By Russell Schwager, Director of Engineering, Advertising Platform, Jumptap
Recently, I’ve been delving a bit further into the features and functionality of Apple’s Passbook. Overall, I think the tool has tremendous potential and leverages m-commerce in a unique way. However, I’m beginning to see articles predicting the death of the tool, which – based on my initial experience – I can understand. In my first test of the tool, I attempted to add passes for a large drug store chain and national rail service. Both required me to download their app and interact with it. In the case of the drug store pass, I needed to log-in to the account, take a picture of my rewards card and verify the account with my zip code and date of birth. Unfortunately, upon data entry completion, the process failed. Even after a phone call to the company, I was not able to add my card. In the case of the national rail service, I could not turn any purchased tickets into Passbook passes without logging into the brand’s app first. Unfortunate, considering the app itself offers less value.
The practice of using the app to distribute passes is unneeded in a lot of cases. iOS allows for passes to be put into the Passbook through email, app or web. A better use case with the national rail service brand would be to include a link for the pass in the confirmation email much like Webex or Eventbrite for Outlook calendar entries. Two companies who are maximizing Passbook and seamlessly integrating it into their apps are American Express and Starbucks. Both companies have built engaging apps that allow users to easily upload reward cards.
With this mind, I’ve compiled the top five tips for companies looking to integrate with Apple’s Passbook:
- Keep it simple. Many iPhone users are not yet familiar with Passbook functionality, so keep your integration simple from the start.
- Think like a user. Prior to setting your Passbook functionality live, walk yourself through each and every step of the process to ensure the most positive consumer experience.
- Don’t force it. Determine whether app distribution makes sense for your Passbook pass. If it doesn’t, don’t force it. Consumers won’t be satisfied with a round peg in a square hole.
- Assess your building materials. Determine whether building your Passbook functionality from scratch or using the existing ecosystem makes the most sense. You don’t always need to reinvent the wheel.

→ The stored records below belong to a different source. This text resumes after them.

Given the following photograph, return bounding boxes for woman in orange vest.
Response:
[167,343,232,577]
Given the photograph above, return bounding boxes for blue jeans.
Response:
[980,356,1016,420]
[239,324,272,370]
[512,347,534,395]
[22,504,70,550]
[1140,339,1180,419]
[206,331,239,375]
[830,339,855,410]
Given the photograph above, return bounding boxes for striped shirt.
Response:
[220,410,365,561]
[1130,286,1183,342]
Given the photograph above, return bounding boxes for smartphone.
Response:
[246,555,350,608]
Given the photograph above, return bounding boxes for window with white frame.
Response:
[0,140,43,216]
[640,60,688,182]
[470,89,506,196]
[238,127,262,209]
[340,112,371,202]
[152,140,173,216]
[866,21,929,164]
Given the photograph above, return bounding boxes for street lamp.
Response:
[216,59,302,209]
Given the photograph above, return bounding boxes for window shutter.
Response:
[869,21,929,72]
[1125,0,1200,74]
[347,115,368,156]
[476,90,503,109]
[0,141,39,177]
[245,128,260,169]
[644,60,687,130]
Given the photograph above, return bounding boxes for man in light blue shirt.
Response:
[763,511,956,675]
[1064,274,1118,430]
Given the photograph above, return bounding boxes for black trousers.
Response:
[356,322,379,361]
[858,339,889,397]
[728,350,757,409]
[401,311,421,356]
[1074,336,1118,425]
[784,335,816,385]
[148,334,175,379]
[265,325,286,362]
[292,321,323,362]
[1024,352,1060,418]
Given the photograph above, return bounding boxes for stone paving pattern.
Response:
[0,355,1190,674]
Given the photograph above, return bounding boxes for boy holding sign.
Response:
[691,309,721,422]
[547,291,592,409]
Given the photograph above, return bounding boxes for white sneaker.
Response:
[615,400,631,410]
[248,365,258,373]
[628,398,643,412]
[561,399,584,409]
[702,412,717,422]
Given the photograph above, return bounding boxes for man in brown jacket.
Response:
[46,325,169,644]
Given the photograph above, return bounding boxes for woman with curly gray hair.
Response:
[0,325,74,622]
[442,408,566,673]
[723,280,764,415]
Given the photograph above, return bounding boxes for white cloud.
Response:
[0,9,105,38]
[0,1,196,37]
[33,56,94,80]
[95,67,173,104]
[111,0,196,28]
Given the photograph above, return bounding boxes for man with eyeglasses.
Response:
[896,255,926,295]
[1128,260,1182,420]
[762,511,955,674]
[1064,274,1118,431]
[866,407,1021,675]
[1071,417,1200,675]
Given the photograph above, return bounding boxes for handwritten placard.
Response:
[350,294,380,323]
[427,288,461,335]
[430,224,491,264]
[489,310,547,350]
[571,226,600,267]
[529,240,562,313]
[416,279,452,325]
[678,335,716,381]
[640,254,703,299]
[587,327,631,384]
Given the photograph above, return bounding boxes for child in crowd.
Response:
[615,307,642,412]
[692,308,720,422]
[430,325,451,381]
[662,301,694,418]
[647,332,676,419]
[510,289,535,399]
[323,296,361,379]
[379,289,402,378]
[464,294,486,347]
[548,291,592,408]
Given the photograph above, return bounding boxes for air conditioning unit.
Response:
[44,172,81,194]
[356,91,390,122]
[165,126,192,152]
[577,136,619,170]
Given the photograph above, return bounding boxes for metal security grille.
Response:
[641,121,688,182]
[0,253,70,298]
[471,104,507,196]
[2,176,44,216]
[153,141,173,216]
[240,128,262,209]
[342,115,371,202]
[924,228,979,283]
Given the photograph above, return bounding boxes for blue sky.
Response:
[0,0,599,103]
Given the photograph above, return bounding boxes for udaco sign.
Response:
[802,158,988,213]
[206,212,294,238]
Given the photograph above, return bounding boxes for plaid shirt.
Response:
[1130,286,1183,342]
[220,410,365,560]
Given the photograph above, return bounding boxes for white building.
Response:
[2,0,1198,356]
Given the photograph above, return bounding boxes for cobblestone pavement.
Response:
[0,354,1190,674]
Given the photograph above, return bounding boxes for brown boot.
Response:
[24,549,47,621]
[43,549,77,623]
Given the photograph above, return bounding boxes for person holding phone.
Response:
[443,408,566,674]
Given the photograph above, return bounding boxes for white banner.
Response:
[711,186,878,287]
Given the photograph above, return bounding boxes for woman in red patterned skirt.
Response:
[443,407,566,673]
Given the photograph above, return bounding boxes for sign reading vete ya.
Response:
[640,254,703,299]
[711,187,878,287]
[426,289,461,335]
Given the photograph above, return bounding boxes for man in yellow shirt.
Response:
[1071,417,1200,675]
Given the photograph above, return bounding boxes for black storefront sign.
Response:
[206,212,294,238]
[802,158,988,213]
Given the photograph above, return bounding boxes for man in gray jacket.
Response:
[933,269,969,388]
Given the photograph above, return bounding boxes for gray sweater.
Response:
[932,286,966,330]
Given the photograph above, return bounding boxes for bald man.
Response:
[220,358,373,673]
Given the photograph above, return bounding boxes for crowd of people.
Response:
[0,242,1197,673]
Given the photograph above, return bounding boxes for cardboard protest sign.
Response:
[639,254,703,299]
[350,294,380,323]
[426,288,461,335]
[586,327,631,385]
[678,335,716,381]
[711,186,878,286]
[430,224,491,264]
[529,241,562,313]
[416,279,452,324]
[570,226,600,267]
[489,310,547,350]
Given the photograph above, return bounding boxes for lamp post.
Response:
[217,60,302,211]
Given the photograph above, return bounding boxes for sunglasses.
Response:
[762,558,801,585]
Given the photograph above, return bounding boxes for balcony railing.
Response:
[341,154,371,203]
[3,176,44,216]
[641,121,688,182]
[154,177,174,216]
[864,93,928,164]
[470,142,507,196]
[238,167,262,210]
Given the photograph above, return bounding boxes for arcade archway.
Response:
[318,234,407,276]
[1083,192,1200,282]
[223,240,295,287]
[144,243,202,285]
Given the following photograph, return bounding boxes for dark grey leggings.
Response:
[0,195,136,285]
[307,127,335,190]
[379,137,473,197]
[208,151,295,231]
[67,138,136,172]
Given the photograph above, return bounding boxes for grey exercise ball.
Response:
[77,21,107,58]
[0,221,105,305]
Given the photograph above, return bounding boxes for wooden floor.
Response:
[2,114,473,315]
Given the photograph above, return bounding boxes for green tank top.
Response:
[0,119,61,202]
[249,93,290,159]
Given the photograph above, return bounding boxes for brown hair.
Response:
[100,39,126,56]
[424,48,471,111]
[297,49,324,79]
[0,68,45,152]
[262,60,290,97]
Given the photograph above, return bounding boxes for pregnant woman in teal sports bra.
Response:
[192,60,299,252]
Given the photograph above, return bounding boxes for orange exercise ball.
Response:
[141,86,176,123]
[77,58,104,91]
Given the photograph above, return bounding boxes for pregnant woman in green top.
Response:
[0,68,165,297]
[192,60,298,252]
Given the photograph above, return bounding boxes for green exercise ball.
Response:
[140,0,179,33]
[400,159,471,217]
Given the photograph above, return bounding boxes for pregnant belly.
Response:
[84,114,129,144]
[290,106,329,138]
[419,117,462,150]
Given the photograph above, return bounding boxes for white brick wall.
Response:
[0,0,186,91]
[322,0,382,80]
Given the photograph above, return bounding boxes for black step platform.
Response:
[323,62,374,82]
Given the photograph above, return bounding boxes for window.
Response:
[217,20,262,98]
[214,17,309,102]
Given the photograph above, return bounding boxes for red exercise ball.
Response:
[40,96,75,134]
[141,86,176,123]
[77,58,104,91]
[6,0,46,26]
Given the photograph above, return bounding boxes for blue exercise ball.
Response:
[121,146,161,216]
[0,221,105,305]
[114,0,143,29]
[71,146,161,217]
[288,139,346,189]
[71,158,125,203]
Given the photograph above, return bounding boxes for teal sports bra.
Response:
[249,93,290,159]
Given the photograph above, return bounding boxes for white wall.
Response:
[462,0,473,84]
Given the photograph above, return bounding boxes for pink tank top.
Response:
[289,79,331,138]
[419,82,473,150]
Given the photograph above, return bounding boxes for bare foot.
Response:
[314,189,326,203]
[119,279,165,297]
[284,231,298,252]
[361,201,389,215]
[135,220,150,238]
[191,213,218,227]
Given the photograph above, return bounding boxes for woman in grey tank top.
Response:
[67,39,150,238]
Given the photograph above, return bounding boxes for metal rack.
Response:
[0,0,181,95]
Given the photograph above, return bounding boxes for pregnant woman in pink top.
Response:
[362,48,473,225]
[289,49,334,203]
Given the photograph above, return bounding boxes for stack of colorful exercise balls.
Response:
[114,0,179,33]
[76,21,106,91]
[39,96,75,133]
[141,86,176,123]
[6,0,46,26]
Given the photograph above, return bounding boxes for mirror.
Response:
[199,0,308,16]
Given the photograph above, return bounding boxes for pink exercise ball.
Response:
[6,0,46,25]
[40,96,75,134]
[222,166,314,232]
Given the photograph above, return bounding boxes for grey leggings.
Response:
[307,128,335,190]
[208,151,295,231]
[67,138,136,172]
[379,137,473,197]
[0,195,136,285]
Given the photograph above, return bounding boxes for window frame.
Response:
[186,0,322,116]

- Track and measure. There are multiple ways to track Passbook interactions, so don’t miss out on the opportunity. Set your goals from the start and leverage the tools that help map back to them.
For most brick and mortar stores, the ability to engage a customer as they walk in the door via mobile has been a constant, though difficult, goal. Passbook offers a helping hand by messaging users upon store entry and providing push notifications within the pass background. The opportunity for user engagement is huge, but it’s up to the brand to ensure consumer experience and integration.